Most cellphone GPS apps rely on the cell network for the map data they display, and also do rough triangulation on cell towers as an alternative method of location. That tower triangulation is less accurate than GPS when GPS is working correctly, but does work in places where GPS doesn't, such as inside buildings.

As far the factory nav system using the cell network for maps, I've never heard of that applying to these cars. The MY 2018 manual for the nav system explains on p.199:

SUBARU MAP UPDATE

Maps can be updated using a USB memory device.
For details, contact your SUBARU dealer.
Based on that, I believe what the the dealer told you about "getting new maps while you drive" is incorrect.

Does the nav system triangulate on cell towers as a backup to GPS? I can't answer for sure, but find it highly unlikely. Again, from the 2018 manual (p.197):

LIMITATIONS OF THE NAVIGATION SYSTEM

This navigation system calculates the current position using
satellite signals, various vehicle signals, map data, etc.
However, an accurate position may not be shown depending
on satellite conditions, road configuration, vehicle condition
or other circumstances.

The Global Positioning System (GPS) developed and
operated by the U.S. Department of Defense provides
an accurate current position, normally using 4 or more
satellites, and in some case 3 satellites. The GPS system
has a certain level of inaccuracy. While the navigation
system compensates for this most of the time, occasional
positioning errors of up to 300 feet (100 m) can and should
be expected. Generally, position errors will be corrected
within a few seconds.

The GPS signal may be physically obstructed, leading to
inaccurate vehicle position on the map screen. Tunnels, tall
buildings, trucks, or even the placement of objects on the
instrument panel may obstruct the GPS signals.

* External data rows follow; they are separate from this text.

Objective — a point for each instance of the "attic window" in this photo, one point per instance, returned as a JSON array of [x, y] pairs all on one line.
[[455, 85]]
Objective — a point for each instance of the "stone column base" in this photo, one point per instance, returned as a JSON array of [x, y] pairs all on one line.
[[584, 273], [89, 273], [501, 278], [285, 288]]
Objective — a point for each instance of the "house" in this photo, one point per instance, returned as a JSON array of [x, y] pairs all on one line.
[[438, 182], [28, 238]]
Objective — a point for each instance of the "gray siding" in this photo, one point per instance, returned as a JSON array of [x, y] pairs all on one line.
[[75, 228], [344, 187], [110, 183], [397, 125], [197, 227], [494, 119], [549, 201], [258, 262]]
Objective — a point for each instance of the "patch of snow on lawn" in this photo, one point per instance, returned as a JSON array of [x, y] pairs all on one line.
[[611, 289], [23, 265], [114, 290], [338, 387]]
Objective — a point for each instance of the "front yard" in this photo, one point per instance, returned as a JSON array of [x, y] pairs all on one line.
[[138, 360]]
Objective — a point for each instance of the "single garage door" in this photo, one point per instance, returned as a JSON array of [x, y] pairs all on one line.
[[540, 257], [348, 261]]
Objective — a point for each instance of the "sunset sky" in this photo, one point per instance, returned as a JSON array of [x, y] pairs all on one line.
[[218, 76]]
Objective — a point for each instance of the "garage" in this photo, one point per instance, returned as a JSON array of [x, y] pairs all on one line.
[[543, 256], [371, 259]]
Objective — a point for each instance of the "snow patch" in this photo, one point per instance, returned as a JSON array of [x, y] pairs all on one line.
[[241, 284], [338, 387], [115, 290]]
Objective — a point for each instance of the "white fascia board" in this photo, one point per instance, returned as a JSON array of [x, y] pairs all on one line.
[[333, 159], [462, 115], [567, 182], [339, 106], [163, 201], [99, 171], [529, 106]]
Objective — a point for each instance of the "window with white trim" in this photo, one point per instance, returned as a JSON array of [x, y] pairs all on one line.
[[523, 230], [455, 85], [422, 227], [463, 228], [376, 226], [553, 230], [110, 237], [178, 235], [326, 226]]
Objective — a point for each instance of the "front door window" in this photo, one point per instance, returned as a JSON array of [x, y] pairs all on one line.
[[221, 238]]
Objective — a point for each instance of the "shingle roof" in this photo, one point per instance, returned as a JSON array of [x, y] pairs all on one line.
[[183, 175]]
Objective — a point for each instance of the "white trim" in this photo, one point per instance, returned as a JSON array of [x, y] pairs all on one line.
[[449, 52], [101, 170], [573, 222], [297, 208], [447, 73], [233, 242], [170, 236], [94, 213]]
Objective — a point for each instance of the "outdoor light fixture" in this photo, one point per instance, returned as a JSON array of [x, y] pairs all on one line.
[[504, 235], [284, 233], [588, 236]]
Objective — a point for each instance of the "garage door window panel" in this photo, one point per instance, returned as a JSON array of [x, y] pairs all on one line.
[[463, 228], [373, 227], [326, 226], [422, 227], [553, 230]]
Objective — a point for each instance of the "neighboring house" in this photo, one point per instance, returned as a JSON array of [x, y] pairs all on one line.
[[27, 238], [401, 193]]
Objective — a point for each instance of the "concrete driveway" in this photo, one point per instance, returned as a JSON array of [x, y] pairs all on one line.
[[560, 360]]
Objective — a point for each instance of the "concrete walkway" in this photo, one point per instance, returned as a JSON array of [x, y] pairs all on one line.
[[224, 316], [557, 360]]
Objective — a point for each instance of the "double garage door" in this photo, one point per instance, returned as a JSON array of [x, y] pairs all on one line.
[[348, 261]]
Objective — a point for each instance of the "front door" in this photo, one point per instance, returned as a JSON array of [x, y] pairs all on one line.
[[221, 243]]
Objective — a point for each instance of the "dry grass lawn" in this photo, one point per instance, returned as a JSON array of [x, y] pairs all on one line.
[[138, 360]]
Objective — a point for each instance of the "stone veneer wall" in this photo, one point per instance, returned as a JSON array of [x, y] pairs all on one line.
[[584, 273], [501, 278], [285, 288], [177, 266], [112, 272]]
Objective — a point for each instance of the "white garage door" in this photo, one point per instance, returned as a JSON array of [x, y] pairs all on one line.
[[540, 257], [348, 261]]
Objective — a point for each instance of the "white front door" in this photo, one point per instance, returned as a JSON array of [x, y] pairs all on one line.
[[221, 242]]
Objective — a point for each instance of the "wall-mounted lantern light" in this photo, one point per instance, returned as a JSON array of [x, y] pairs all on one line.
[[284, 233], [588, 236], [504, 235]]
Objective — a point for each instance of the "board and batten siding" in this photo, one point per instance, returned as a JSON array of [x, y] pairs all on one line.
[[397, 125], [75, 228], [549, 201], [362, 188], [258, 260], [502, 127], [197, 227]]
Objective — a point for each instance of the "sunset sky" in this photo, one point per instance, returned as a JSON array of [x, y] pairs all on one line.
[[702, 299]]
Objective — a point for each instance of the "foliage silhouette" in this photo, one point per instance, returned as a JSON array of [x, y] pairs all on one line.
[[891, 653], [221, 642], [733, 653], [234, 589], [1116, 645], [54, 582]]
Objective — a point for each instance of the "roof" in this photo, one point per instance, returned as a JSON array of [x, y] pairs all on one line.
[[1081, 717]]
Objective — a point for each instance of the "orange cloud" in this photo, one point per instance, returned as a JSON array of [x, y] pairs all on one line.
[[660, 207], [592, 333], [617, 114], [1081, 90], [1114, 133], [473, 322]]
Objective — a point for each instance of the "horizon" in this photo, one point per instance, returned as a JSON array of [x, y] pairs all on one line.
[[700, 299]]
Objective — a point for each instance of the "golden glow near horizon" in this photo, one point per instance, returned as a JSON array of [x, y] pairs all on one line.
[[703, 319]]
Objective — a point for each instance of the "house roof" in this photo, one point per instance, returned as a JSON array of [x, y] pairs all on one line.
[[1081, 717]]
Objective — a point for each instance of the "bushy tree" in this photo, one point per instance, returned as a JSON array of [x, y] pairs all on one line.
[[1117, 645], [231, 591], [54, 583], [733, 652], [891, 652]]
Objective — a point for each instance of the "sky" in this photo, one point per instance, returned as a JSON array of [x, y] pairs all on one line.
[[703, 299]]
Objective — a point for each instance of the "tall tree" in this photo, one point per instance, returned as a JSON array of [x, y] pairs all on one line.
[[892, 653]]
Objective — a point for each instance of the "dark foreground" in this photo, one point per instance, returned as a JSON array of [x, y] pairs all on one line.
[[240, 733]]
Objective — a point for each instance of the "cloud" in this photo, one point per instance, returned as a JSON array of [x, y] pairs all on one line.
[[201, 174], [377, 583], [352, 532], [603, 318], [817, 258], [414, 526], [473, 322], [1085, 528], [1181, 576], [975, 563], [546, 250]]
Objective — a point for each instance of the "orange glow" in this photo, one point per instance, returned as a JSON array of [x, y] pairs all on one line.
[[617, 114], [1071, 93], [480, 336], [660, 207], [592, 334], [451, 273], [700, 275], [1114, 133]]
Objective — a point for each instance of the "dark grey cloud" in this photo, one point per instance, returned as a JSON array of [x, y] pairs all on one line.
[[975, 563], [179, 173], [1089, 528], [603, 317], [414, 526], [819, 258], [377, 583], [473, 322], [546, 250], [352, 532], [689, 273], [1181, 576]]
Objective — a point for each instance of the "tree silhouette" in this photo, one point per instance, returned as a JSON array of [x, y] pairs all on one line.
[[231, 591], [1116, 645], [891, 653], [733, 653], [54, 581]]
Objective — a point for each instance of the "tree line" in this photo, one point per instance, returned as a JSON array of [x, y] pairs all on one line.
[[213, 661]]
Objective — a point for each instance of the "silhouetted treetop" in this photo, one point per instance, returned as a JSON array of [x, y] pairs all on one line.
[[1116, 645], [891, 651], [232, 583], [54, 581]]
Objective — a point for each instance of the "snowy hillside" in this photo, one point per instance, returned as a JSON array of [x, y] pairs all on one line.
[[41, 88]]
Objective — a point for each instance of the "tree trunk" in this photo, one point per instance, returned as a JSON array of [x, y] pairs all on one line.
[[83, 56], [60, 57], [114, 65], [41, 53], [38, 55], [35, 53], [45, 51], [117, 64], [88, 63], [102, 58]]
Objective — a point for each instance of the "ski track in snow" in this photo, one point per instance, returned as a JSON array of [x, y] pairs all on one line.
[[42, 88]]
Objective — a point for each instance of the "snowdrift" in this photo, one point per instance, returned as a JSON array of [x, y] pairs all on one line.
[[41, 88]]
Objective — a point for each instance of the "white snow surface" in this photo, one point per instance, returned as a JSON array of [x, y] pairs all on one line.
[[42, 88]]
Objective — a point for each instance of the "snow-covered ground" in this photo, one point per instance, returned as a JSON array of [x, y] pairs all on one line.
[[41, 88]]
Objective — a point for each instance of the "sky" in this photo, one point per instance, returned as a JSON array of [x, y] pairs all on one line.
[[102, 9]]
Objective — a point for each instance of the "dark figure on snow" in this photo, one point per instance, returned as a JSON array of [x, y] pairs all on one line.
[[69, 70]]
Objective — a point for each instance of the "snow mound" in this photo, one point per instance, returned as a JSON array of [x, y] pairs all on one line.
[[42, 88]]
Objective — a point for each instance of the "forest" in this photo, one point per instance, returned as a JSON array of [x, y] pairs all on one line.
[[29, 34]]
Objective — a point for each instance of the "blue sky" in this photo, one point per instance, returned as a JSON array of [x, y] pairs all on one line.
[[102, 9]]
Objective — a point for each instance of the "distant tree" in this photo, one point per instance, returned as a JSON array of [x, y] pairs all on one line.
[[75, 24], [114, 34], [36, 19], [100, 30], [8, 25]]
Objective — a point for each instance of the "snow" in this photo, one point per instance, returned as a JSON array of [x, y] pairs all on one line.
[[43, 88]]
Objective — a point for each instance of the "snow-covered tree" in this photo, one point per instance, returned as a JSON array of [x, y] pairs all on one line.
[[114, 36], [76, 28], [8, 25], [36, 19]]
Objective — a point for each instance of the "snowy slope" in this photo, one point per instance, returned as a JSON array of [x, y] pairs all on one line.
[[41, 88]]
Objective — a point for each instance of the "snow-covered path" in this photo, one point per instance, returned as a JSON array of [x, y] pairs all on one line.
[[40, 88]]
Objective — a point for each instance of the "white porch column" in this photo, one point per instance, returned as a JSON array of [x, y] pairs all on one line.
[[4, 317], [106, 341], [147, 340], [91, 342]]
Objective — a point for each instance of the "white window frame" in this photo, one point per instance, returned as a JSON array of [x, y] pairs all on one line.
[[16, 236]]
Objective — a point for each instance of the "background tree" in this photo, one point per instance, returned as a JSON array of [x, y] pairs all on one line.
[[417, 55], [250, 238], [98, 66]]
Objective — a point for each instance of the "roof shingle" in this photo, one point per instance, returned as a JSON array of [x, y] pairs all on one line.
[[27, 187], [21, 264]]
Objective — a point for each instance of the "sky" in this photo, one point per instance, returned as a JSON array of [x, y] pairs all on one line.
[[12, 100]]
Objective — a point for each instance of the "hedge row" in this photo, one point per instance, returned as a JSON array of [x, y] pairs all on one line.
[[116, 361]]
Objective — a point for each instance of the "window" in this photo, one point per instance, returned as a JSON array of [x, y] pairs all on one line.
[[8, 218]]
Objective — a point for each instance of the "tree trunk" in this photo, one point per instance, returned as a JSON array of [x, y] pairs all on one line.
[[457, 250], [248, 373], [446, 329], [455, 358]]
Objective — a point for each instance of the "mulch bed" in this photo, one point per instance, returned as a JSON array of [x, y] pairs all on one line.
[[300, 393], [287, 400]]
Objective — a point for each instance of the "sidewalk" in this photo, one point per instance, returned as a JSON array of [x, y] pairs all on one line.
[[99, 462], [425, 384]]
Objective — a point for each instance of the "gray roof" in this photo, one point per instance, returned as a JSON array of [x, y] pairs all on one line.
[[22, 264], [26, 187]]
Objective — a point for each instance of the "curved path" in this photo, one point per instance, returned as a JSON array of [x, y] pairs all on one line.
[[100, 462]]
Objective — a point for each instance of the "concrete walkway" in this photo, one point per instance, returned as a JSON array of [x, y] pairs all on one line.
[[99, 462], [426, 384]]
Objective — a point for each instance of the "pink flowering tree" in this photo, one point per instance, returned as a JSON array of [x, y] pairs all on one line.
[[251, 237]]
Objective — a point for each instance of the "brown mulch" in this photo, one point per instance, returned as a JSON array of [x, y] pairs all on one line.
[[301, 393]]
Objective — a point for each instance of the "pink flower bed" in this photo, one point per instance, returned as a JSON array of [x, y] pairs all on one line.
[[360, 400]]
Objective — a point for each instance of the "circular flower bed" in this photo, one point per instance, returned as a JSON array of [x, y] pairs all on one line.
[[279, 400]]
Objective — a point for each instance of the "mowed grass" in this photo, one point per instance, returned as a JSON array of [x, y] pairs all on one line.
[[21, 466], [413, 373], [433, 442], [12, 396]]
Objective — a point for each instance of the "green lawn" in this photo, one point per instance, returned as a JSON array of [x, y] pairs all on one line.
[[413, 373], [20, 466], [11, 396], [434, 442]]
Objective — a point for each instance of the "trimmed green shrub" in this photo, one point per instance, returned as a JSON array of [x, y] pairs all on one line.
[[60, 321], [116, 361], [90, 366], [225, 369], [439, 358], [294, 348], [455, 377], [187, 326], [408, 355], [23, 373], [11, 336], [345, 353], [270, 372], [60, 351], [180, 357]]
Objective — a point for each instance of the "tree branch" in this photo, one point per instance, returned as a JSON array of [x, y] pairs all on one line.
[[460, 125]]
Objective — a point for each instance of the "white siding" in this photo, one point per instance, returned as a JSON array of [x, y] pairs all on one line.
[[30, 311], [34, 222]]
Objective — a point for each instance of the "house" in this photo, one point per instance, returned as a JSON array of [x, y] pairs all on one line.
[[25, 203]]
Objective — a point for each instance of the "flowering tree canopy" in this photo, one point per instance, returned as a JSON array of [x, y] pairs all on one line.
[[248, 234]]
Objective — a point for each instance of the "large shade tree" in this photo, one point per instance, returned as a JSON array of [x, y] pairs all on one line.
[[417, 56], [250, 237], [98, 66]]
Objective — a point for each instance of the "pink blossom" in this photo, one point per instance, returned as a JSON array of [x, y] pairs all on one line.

The GPS satellites may not send signals due to repairs or
improvements being made to them.

Even when the navigation system is receiving clear GPS
signals, the vehicle position may not be shown accurately or
inappropriate route guidance may occur in some cases.
Nothing in there that remotely suggests that it can fall back on cell-tower trangulation when GPS is unavailable.

"StarLink" may very well continually ping the cell network to keep "the mothership" (and the NSA, plus who knows who else) apprised of your location, how fast and what direction you're going, and perhaps some vehicle health information "for your own security". Personally, I find that a bit creepy. If you deep-six any subscription for that type of service, it may go away. Or maybe not. Dunno.

Mind you, I have a 2015 model, without the factory navigation system, without push-button start, and no OnStar-like communications (which provides for automatic emergency assistance in an accident, location of a stolen car, remote door lock/unlock, etc.) The answers I gave above are not based on first-hand experience.